Small Business Retirement Plans With Only One Participant

If you’re self-employed with no employees this isn’t the article for you!  Check this piece on Solo 401k vs. SEP-IRA.

For business owners or partners that wish to contribute to a retirement plan where no one else in the firm plans to participate, please read on.

First things first, How much do you want to save?

If you’re “just” saving a few hundred bucks a month, you might forgo an official retirement plan and instead make Roth IRA contributions provided your income isn’t too high OR just setup and invest in a regular brokerage account.

Pros:

  1. Easy to setup and administer
  2. Cheap

Cons:

  1. Can’t save very much
  2. No tax deduction

 

What if you want or need to save on taxes?

A big part of what gets people saving isn’t the long-term payoff of saving for retirement or building wealth.  Rather it’s the more immediate gratification of saving on taxes.

Assuming you need tax deferral but lack the ability to use a traditional IRA due to high household income, then you’ll want to consider a retirement plan for your small business.

 

The SEP-IRA

Probably best to avoid this one. You’ll be required to include most employees in the plan and make equal contributions which can ratchet up the cost rather quickly. The only exception that comes to mind is if your business had an exceptional year and the benefit of deferring for everyone outweighs the cost.

You can get an idea of the plan requirements here.

Pros:

  1. Easy to setup and administer
  2. Cheap
  3. Can fund up until you file your taxes, including extensions

Cons:

  1. Could get costly quick

 

The SIMPLE IRA Plan

While not as sexy as a 401k, the SIMPLE IRA is a great starter retirement plan and will fill the need for many small businesses.  As the name implies, it’s designed to be easy to implement and operate. This plan requires only a 2% non-elective contribution or 3% match for those that participate.

This is probably the cheapest option from on the business perspective when you need to set up a plan with only one participant.

Just be sure you follow the rules.

Pros:

  1. Can “defer” salary. Up to $12,500 if under 50 and $15,500 as of 2017
  2. Can match contributions, and
  3. Delay that match up until tax filing
  4. Fairly easy to setup and administer
  5. Cheap

Cons:

  1. Needs to be set up by Oct. 1 for the current year
  2. No Roth option
  3. Match limited to 2% non-elective, or 3% elective
  4. No profit sharing option

 

The 401k

The granddaddy of all retirement plans which actually contains three distinct ways of getting money into your account.

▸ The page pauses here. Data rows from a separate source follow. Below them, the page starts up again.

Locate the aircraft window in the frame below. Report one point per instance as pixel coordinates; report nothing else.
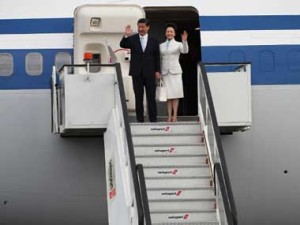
(294, 61)
(34, 64)
(62, 58)
(6, 64)
(266, 61)
(237, 56)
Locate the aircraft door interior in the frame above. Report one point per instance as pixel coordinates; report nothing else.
(185, 18)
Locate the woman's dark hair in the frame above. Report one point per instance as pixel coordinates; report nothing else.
(173, 25)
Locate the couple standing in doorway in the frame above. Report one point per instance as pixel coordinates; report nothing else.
(150, 62)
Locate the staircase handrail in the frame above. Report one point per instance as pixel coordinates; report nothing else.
(144, 196)
(219, 148)
(130, 146)
(218, 175)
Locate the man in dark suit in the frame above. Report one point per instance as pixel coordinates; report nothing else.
(144, 67)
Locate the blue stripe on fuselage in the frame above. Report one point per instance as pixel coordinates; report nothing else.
(270, 64)
(33, 26)
(20, 80)
(207, 23)
(270, 22)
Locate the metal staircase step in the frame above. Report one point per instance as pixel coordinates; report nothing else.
(177, 183)
(180, 194)
(199, 218)
(172, 161)
(182, 206)
(179, 140)
(165, 128)
(177, 171)
(170, 150)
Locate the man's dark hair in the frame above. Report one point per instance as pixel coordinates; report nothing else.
(144, 20)
(173, 25)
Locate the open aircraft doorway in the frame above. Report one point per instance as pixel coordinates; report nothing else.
(185, 18)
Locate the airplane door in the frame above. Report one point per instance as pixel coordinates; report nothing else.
(98, 29)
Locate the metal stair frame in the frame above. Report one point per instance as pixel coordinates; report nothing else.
(206, 112)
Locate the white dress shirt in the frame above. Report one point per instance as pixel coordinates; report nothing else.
(144, 41)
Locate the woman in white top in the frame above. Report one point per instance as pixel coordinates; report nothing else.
(171, 70)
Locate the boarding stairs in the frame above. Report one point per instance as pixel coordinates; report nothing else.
(156, 173)
(177, 172)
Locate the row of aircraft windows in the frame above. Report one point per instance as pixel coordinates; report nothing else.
(33, 63)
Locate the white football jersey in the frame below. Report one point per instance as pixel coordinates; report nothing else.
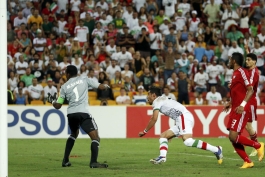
(169, 107)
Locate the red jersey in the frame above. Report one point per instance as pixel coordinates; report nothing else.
(254, 81)
(238, 89)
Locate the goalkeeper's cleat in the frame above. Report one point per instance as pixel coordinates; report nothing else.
(158, 160)
(219, 155)
(253, 153)
(66, 164)
(247, 165)
(98, 165)
(261, 151)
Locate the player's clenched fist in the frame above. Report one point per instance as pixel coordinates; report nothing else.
(141, 134)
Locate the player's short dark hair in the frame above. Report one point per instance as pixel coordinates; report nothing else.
(252, 56)
(71, 70)
(239, 58)
(155, 90)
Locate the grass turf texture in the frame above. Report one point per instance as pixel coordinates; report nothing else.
(126, 158)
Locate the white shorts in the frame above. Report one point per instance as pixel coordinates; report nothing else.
(184, 125)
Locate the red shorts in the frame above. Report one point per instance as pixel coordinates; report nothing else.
(237, 122)
(252, 116)
(81, 44)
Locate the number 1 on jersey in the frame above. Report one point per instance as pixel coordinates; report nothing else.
(76, 94)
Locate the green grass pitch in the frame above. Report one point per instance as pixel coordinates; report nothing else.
(126, 158)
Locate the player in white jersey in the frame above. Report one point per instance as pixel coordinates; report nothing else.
(183, 127)
(75, 91)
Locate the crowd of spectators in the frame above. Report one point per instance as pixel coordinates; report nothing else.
(183, 47)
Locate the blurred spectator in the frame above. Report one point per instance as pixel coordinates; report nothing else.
(21, 65)
(27, 77)
(63, 65)
(213, 98)
(126, 39)
(140, 97)
(77, 61)
(172, 82)
(234, 48)
(182, 88)
(97, 33)
(146, 79)
(127, 72)
(39, 42)
(123, 99)
(183, 64)
(102, 77)
(57, 77)
(117, 82)
(20, 98)
(169, 63)
(128, 84)
(52, 69)
(111, 70)
(106, 94)
(12, 81)
(214, 71)
(228, 76)
(211, 11)
(49, 89)
(35, 91)
(19, 20)
(169, 7)
(168, 94)
(143, 44)
(91, 76)
(83, 70)
(199, 100)
(22, 85)
(155, 41)
(10, 97)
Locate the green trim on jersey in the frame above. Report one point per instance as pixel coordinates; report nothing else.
(195, 144)
(60, 100)
(164, 142)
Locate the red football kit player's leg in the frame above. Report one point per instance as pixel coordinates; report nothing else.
(253, 117)
(237, 123)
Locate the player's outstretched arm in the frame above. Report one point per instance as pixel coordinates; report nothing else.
(96, 85)
(57, 104)
(151, 123)
(240, 109)
(227, 106)
(103, 86)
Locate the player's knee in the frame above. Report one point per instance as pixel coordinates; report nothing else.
(188, 142)
(232, 138)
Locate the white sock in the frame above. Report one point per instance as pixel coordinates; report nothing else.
(163, 146)
(200, 145)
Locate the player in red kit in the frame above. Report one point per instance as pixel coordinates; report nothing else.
(241, 92)
(253, 71)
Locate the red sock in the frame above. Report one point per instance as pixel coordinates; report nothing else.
(241, 152)
(247, 142)
(254, 137)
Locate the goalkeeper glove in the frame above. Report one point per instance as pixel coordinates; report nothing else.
(51, 98)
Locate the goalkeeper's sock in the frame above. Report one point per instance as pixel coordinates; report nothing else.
(200, 145)
(68, 148)
(247, 142)
(94, 151)
(254, 137)
(163, 147)
(239, 148)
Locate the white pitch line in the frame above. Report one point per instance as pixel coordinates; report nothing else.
(199, 155)
(205, 156)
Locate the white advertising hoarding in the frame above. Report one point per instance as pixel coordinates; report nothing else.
(47, 122)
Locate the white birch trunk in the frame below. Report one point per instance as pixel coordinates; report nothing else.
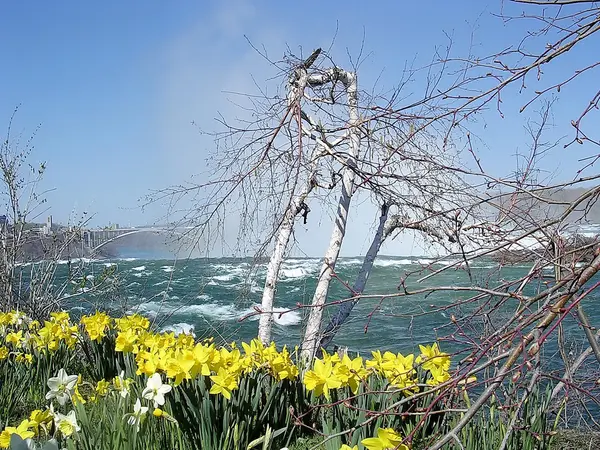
(265, 324)
(360, 283)
(297, 84)
(313, 325)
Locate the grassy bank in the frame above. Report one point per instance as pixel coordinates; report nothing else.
(106, 383)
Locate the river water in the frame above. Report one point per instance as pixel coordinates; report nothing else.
(217, 297)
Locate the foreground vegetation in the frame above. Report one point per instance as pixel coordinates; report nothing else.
(106, 383)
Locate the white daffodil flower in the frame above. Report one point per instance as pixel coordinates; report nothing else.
(17, 443)
(66, 424)
(121, 384)
(61, 387)
(139, 412)
(155, 390)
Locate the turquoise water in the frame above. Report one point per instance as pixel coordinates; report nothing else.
(216, 297)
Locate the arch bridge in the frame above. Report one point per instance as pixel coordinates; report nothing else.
(96, 239)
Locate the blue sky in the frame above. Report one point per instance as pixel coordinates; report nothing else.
(116, 85)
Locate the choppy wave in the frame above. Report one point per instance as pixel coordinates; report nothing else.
(180, 328)
(297, 272)
(392, 262)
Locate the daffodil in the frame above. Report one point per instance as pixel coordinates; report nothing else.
(155, 390)
(66, 424)
(15, 338)
(40, 419)
(321, 379)
(22, 430)
(122, 385)
(223, 383)
(62, 387)
(139, 412)
(386, 439)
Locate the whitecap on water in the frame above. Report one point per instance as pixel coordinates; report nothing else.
(180, 328)
(226, 277)
(392, 262)
(283, 316)
(298, 272)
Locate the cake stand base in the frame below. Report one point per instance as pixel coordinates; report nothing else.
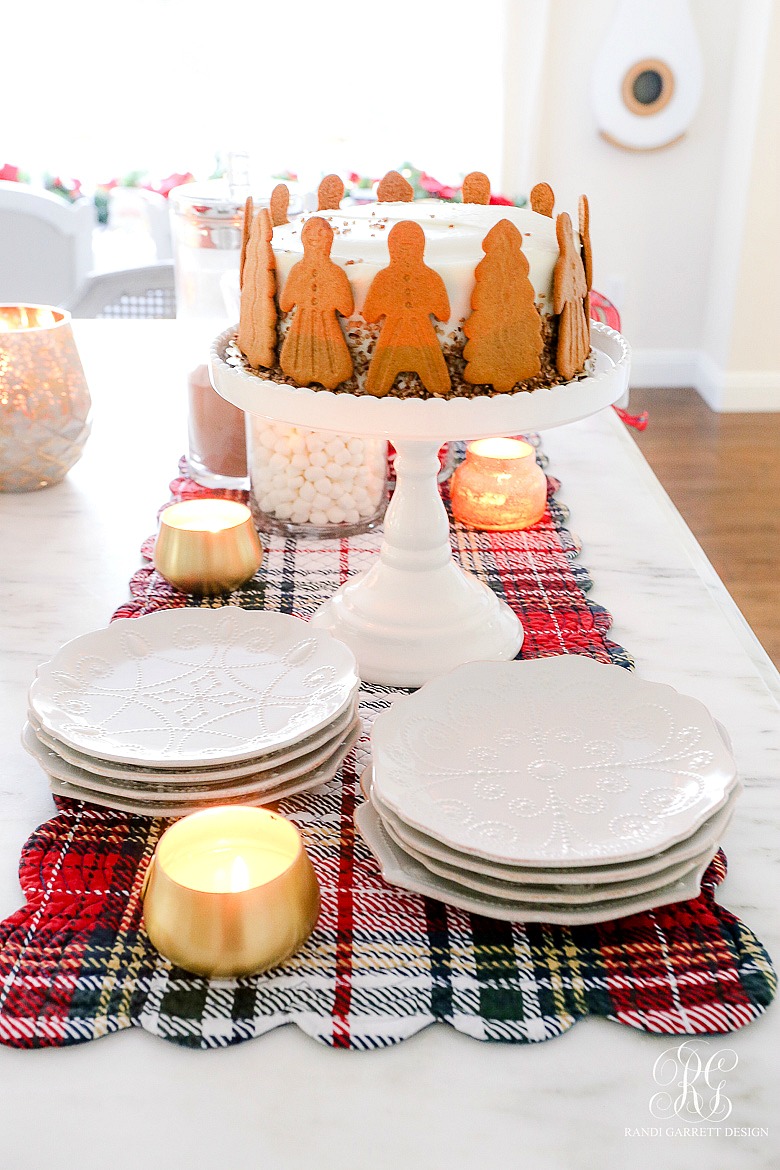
(416, 614)
(466, 623)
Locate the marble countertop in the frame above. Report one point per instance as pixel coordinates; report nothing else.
(440, 1099)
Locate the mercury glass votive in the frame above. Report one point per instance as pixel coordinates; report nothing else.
(230, 892)
(498, 487)
(45, 403)
(207, 546)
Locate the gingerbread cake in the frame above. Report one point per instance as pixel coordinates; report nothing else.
(416, 298)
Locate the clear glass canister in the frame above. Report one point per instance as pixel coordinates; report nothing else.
(207, 222)
(312, 482)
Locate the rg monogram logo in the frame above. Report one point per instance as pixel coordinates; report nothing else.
(692, 1082)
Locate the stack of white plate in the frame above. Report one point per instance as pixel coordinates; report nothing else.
(558, 790)
(188, 708)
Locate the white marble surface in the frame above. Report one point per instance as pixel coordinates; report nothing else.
(439, 1100)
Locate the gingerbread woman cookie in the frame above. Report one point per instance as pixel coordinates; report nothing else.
(407, 294)
(504, 331)
(315, 348)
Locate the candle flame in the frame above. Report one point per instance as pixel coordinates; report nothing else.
(501, 448)
(15, 317)
(239, 875)
(206, 515)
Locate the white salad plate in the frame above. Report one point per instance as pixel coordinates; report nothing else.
(193, 687)
(706, 838)
(557, 762)
(130, 773)
(574, 894)
(140, 791)
(400, 869)
(318, 776)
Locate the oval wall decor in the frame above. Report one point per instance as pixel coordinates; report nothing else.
(647, 77)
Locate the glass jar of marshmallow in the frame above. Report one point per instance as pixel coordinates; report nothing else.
(313, 482)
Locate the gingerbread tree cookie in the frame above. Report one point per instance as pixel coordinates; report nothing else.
(315, 348)
(330, 193)
(278, 204)
(570, 288)
(248, 217)
(407, 294)
(543, 199)
(393, 188)
(504, 331)
(257, 322)
(476, 188)
(586, 252)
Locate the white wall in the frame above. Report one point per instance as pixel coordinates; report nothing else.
(681, 290)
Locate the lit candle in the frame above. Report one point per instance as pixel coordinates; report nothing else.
(45, 403)
(499, 487)
(207, 545)
(230, 892)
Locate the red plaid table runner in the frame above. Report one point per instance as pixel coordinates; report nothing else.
(382, 963)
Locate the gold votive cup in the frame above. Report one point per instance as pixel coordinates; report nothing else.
(207, 546)
(498, 487)
(230, 892)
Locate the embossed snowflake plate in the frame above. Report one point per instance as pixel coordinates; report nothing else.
(193, 687)
(430, 852)
(400, 869)
(556, 762)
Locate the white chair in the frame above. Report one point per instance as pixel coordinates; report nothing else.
(143, 291)
(46, 245)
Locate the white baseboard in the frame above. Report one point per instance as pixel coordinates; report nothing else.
(722, 390)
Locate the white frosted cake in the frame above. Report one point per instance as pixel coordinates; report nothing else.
(455, 243)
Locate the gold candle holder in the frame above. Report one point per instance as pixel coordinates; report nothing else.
(499, 487)
(207, 546)
(230, 892)
(45, 403)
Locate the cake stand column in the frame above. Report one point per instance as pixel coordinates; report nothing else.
(416, 614)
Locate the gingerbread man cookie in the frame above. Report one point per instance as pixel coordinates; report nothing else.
(586, 250)
(330, 193)
(394, 188)
(570, 288)
(476, 188)
(278, 204)
(248, 217)
(257, 322)
(543, 199)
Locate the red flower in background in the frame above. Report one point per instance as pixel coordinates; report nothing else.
(166, 186)
(434, 187)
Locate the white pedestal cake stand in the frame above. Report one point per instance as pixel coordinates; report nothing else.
(415, 613)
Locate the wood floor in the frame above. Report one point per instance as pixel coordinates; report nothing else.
(723, 473)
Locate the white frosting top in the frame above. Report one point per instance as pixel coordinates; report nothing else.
(454, 235)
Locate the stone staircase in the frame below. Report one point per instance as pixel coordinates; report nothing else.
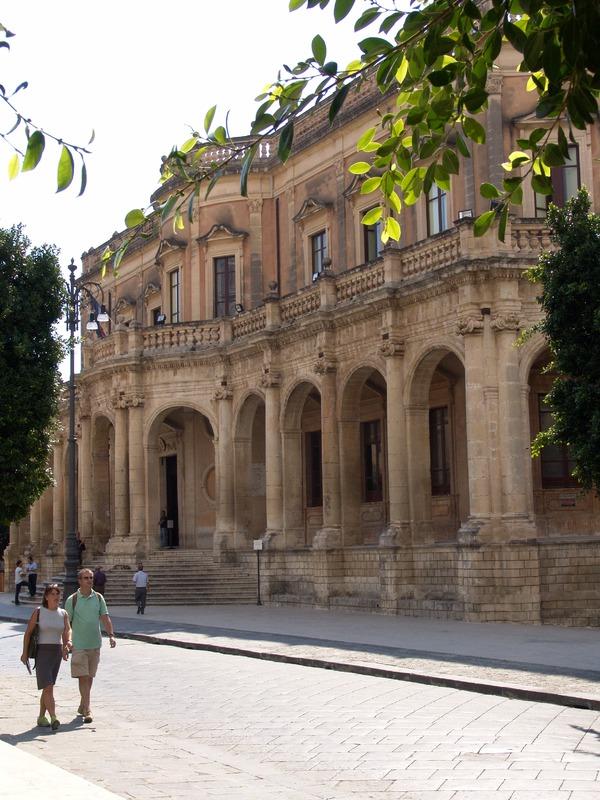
(185, 577)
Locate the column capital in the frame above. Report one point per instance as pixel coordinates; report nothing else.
(391, 346)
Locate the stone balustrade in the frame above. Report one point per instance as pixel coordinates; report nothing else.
(525, 239)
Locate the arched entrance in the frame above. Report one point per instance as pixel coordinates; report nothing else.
(181, 478)
(437, 444)
(363, 464)
(250, 470)
(302, 465)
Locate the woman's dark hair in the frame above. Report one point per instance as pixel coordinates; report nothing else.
(50, 588)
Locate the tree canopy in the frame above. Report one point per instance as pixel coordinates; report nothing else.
(435, 58)
(31, 303)
(570, 281)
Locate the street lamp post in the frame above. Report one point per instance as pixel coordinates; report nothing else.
(74, 293)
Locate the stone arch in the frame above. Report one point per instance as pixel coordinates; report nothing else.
(250, 468)
(363, 472)
(435, 397)
(179, 446)
(302, 458)
(103, 477)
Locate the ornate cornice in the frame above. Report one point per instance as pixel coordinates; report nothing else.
(219, 231)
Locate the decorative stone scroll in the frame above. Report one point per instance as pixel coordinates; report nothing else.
(506, 322)
(470, 324)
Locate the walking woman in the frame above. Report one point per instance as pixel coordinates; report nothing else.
(54, 644)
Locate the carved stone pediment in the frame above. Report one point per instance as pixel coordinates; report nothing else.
(221, 231)
(309, 207)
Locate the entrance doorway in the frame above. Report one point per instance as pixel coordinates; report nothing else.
(172, 505)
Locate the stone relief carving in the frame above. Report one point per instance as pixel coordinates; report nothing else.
(470, 324)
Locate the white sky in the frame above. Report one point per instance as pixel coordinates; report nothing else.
(138, 72)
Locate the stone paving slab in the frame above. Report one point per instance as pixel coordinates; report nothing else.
(541, 663)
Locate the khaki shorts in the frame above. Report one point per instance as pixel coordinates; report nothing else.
(84, 663)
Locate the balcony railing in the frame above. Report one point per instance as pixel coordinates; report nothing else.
(398, 266)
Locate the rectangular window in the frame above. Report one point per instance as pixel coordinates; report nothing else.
(371, 460)
(224, 286)
(318, 248)
(439, 448)
(565, 183)
(314, 475)
(174, 295)
(556, 462)
(372, 244)
(437, 211)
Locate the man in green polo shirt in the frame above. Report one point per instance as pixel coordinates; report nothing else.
(86, 610)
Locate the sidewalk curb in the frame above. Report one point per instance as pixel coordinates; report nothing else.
(508, 690)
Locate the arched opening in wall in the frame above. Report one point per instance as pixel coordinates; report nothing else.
(302, 466)
(437, 444)
(181, 478)
(363, 445)
(103, 504)
(250, 470)
(560, 507)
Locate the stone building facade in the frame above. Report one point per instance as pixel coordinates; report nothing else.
(271, 372)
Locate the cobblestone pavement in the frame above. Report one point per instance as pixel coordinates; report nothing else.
(173, 723)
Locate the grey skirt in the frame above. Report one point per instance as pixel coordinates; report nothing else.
(47, 664)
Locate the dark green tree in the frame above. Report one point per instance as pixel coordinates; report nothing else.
(31, 303)
(570, 281)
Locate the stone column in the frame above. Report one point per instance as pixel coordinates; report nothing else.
(398, 531)
(35, 519)
(273, 465)
(58, 504)
(513, 445)
(330, 535)
(121, 492)
(85, 474)
(137, 478)
(471, 327)
(225, 497)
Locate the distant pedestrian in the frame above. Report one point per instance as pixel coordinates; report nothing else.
(87, 609)
(20, 579)
(54, 644)
(32, 568)
(99, 580)
(80, 548)
(162, 527)
(141, 587)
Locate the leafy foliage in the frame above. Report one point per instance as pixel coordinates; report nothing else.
(31, 302)
(435, 58)
(570, 280)
(28, 153)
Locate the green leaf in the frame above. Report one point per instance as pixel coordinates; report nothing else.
(13, 167)
(359, 168)
(285, 142)
(134, 218)
(372, 216)
(65, 169)
(473, 130)
(489, 191)
(370, 185)
(319, 49)
(341, 9)
(33, 154)
(210, 114)
(483, 222)
(83, 179)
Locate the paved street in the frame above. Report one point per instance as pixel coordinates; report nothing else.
(174, 723)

Cash or Deferred Arrangement

The actual money you defer from your salary into your 401k. Maximum salary deferrals are $18,000, plus a $6,000 “catch-up” contribution if you’re over age 50.

Profit Sharing

The optional amount contributed by your employer.

Matching

You may want to brave the stormy seas of life, but not when it comes to retirement plans. The safe harbor match option helps you avoid most testing associated with 401ks and various match schedules are offered.

Pros:

  1. Highly customizable
  2. Can tax-shelter more money
  3. Can restrict eligibility
  4. Roth option available

Cons:

  1. Costly and complex. Be sure you get help!

 

Summary

In this example, I think the SIMPLE IRA gives us the best mix of cheap and easy. Couple that with the fact that you can tax-defer a touch over $1000 per month with a pretty small match (cost) from the employer, makes the SIMPLE worth consideration for many small businesses.